I hate books about bands. They never get the music parts right. It's like movies where someone supposedly plays guitar but you can tell the actor has never picked up a Strat in his life. Not Wise Young Fool! I swear, this may be the only book I've ever read where you can practically taste the distortion. It's frickin' real! So are the characters, who feel like they walked out of my extended family and sat down next to me. This book really captures what it feels like to be an angry teenager starting his first band. Beaudoin really knows how to nail the mood and attitudes of that age. It's like I was reading a novel about my own life. It's also funny as hell, loud and hard and just like standing in crowd at a show. Even the love story part refuses to be fake. Sorta genius really. Best thing I've read all year.

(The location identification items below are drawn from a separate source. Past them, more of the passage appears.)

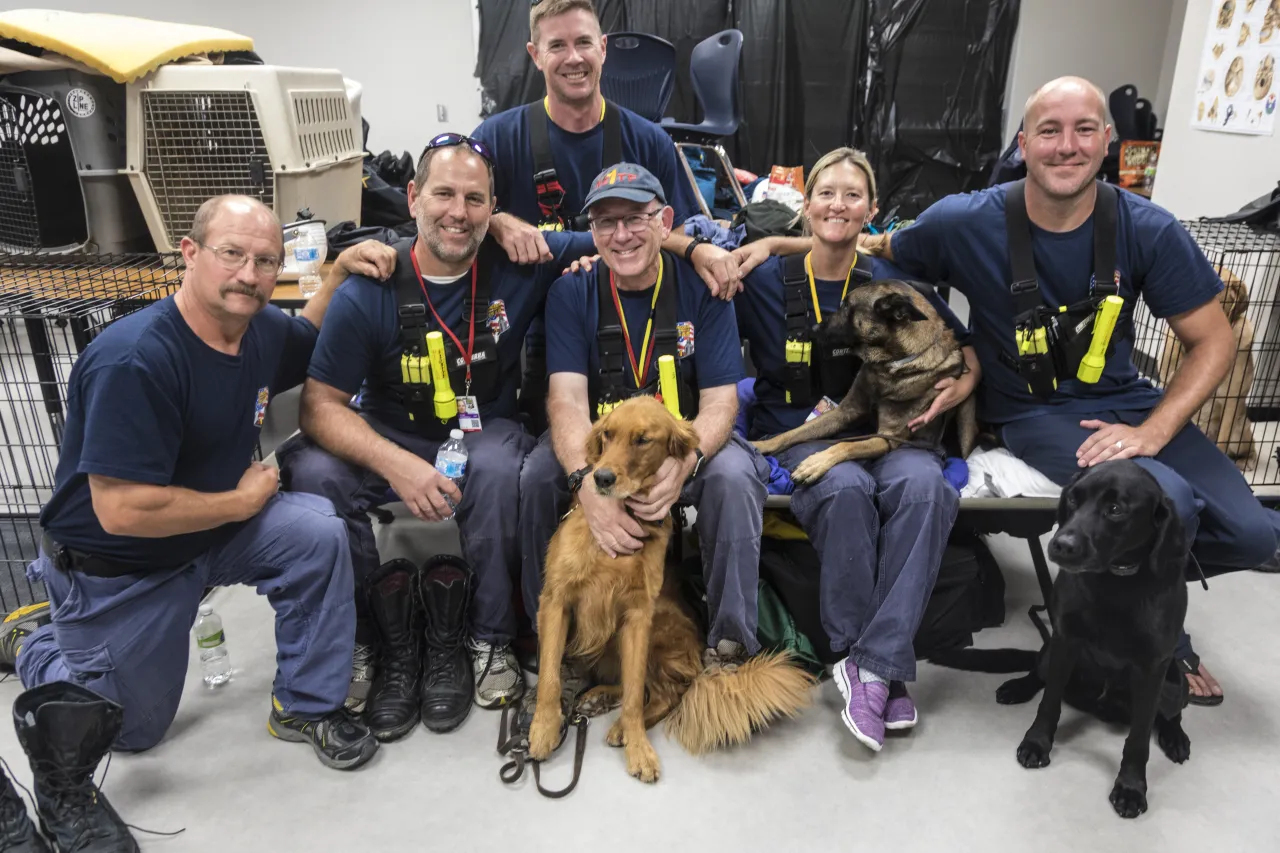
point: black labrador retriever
(1118, 609)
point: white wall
(1111, 42)
(410, 55)
(1203, 173)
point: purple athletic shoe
(900, 711)
(864, 705)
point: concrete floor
(952, 784)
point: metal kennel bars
(1243, 416)
(50, 308)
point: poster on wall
(1235, 90)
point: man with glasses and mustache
(965, 241)
(455, 282)
(543, 194)
(158, 498)
(613, 323)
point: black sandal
(1189, 665)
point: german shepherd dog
(905, 349)
(630, 626)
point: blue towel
(956, 473)
(727, 238)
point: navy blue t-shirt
(360, 345)
(762, 322)
(151, 402)
(711, 354)
(577, 160)
(961, 241)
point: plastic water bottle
(451, 460)
(215, 664)
(310, 250)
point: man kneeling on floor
(156, 500)
(607, 329)
(452, 283)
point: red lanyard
(645, 351)
(471, 334)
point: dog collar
(903, 363)
(575, 479)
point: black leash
(516, 744)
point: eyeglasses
(233, 259)
(606, 226)
(447, 140)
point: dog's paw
(767, 447)
(643, 761)
(812, 469)
(1173, 740)
(543, 735)
(599, 699)
(1033, 753)
(1128, 801)
(1018, 690)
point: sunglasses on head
(448, 140)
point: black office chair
(639, 73)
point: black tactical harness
(415, 388)
(1052, 340)
(547, 185)
(814, 368)
(609, 384)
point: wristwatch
(575, 479)
(698, 241)
(698, 463)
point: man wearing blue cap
(612, 323)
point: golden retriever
(1223, 416)
(630, 626)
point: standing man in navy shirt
(158, 498)
(630, 309)
(548, 151)
(963, 240)
(451, 281)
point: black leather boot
(65, 729)
(444, 587)
(393, 702)
(17, 833)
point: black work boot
(17, 833)
(65, 729)
(17, 626)
(393, 703)
(444, 587)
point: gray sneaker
(727, 655)
(361, 678)
(498, 678)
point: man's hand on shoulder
(1118, 441)
(257, 484)
(718, 268)
(371, 259)
(522, 242)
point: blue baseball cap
(625, 181)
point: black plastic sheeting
(917, 83)
(935, 101)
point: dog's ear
(595, 441)
(1169, 548)
(1063, 510)
(897, 308)
(682, 439)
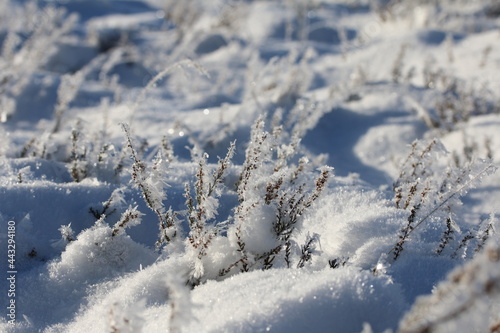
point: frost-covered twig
(151, 184)
(396, 250)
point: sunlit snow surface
(358, 82)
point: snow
(249, 166)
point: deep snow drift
(249, 166)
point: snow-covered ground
(249, 166)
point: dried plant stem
(407, 231)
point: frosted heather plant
(274, 194)
(202, 209)
(151, 183)
(429, 188)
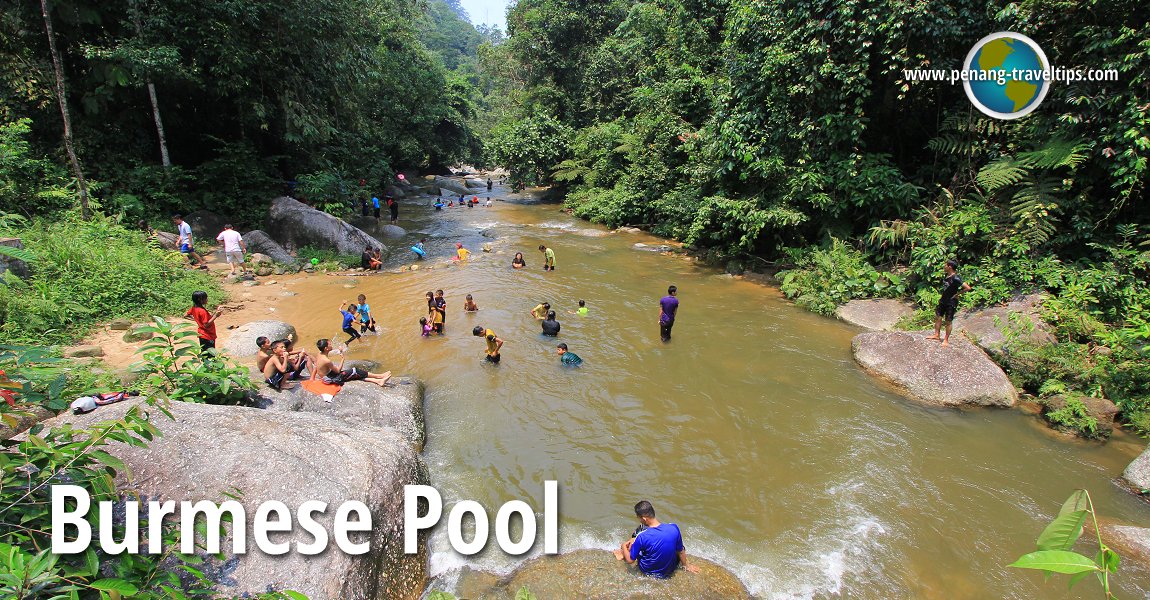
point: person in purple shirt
(667, 308)
(657, 547)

I've read and enjoyed all of Sean Beaudoin's books. I haven't been a young adult for half a century - and the fact that I've read all these novels as novels says a great deal about Beaudoin's abilities.Before Wise Young Fool, my favorite was Going Nowhere Faster.Wise Young Fool is my favorite sort of novel: on the surface, it seems simple, but in fact it's complex and subtle. Every time I thought Beaudoin might send the action in a predictable direction, he didn't. Every time I realized that I was getting to a place where he might have taken an easy way out, he didn't.For example, in lesser hands the Looper character would be a stereotype - as would her relationship with both Ritchie and his mother. Check out Chapter 59, which is a little masterpiece.There's a lot going on in this novel, and it's all good.

"Wise Young Fool" had an intriguing narrative structure. Readers bounced back and forth between Ritchie's experience in Juvie and the events in his life that led up to his incarceration. The interweaving narratives added tension to each narrative, making what would perhaps otherwise be a well-rendered, amusing tale of a teen trying to get the girl and build a band to win a Rock and Roll showdown into a high-stakes page-turner, where, at times, readers feared for Ritchie's life as he struggled to stay safe in jail. Ritchie's voice is colorful, funny, and at times, yes, as wise as it is foolish (which is the point).

I bought this for the cover, know what I mean. All black, like a ripped old journal or whatever, and a guitar on the side. My sort of crap. It's way different than the usual debutantes and vampires and such so I thought I'd get into it. Original cover probably means original book, no? Not all the time, but in this case, yes. A big yes. I haven't ready many books like this before. Or maybe any. 1. Out-loud funny. 2. Handles music well. 3. Handles "Big issue" stuff like Sex, Family, Death, Incarceration straight on, like a car crash. Like a great song, metal or punk or hip-hop. 4. Love the characters. Ritchie is a wiseass who is totally oblivious to how he comes across, but sure finds out. 5. Love how Adults are handled. In most YA they're either ridiculously bad or sugar-sweet. These adults are just like the ones I had--a mix of good, bad, and strange. The best adult in the whole book is Ritchie's Mom's girlfriend, who is no prop, she's also one of the most interesting characters. Basically, every sophomore in hgih school in America should read this book. To laugh, but also to wisen up, you know? See what not to do. And how not to do it, cause you get to stand back and watch someone be a Fool for 300 pgs, right in front of you. Totally entertaining, really original. I'm keeping this one close to my heart.